After last year’s intense debate of an anti-piracy bill, any legislation dealing with Internet security faces an uphill climb.

That point was made clear today by House Intelligence Chairman Mike Rogers, who was careful to point out differences between his bipartisan cybersecurity legislation and last year’s failed online piracy bill that was crushed after an all-out lobbying campaign from Internet companies and users.

“Apples and oranges,” the Michigan Republican told reporters in a conference call today when asked whether his legislation, which encourages private companies and the federal government to share information related to cybersecurity threats, might face a similarly grim fate as the Stop Online Piracy Act that was killed last year.

But after the SOPA mess, one telecom lobbyist said: “There’s a fear about any Internet bills now. Barring the worst with a real cyber threat, I don’t see how it can move.”

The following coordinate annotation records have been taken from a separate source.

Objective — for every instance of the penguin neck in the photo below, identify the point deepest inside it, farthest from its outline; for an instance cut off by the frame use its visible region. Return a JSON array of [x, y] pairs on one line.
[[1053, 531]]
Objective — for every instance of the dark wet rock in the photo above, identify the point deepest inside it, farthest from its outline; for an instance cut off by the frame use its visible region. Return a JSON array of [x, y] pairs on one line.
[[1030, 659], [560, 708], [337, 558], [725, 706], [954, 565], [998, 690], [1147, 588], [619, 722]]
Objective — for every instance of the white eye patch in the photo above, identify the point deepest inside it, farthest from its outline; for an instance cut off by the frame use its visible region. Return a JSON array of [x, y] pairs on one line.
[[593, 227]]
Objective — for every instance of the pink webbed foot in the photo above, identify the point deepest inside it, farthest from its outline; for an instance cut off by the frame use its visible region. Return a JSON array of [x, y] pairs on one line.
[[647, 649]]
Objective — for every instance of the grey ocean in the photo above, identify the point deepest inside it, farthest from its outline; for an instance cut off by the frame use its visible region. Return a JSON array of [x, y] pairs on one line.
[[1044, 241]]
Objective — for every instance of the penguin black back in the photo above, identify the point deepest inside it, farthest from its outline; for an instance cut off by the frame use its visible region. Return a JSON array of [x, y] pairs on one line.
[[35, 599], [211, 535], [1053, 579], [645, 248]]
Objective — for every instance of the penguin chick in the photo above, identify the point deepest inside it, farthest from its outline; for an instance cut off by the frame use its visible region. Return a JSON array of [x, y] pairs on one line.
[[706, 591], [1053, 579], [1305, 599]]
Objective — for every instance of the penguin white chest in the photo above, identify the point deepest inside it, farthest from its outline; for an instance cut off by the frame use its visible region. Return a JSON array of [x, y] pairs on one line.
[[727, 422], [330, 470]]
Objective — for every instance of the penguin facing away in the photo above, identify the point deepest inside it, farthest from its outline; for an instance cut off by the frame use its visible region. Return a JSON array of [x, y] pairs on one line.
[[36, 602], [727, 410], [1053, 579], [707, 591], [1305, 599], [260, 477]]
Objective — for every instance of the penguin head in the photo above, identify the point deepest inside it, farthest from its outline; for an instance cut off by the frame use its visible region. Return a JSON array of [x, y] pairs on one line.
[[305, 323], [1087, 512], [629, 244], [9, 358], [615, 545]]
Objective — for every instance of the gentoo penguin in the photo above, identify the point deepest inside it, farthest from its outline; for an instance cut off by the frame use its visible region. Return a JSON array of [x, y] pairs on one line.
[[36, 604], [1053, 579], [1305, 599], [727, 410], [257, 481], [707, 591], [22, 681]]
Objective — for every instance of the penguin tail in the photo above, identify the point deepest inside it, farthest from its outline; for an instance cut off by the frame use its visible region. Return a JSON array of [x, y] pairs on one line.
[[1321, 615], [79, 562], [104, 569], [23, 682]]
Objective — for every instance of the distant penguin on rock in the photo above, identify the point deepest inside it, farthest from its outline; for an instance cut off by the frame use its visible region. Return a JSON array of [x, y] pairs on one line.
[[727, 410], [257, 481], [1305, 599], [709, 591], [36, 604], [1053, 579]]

On the one hand, there’s paranoia from the EFF about privacy rights.  And on the other hand, there’s paranoia from telecoms company that they’re trying to back door another bill.  And on the other other hand, there’s skepticism from other government departments:

Sources say that Democrats on the House Homeland Security Committee are largely opposed. Ranking member Bennie Thompson (D-Miss.) said in a statement that “while promoting information sharing on cyber threats is urgently needed, I am concerned about the approach taken in the Rogers bill, as approved by the Intelligence Committee, and its potential implications on Americans’ privacy and civil liberties.”

Are Democrats on the House Homeland Security Committee really concerned about Americans’ privacy or civil liberties?  Or are they trying to push their own bill, the PrECIST Act, which is run under the authority of the Department of Homeland Security whereas CISPA is run under the NSA, which reports to the Department of Defense?

Cyber command reports to the NSA, not DHS.  It’s no surprise that we are seeing turf wars and “concerns about privacy.”  It’d be a lot more believable if the DHS didn’t have their own legislation.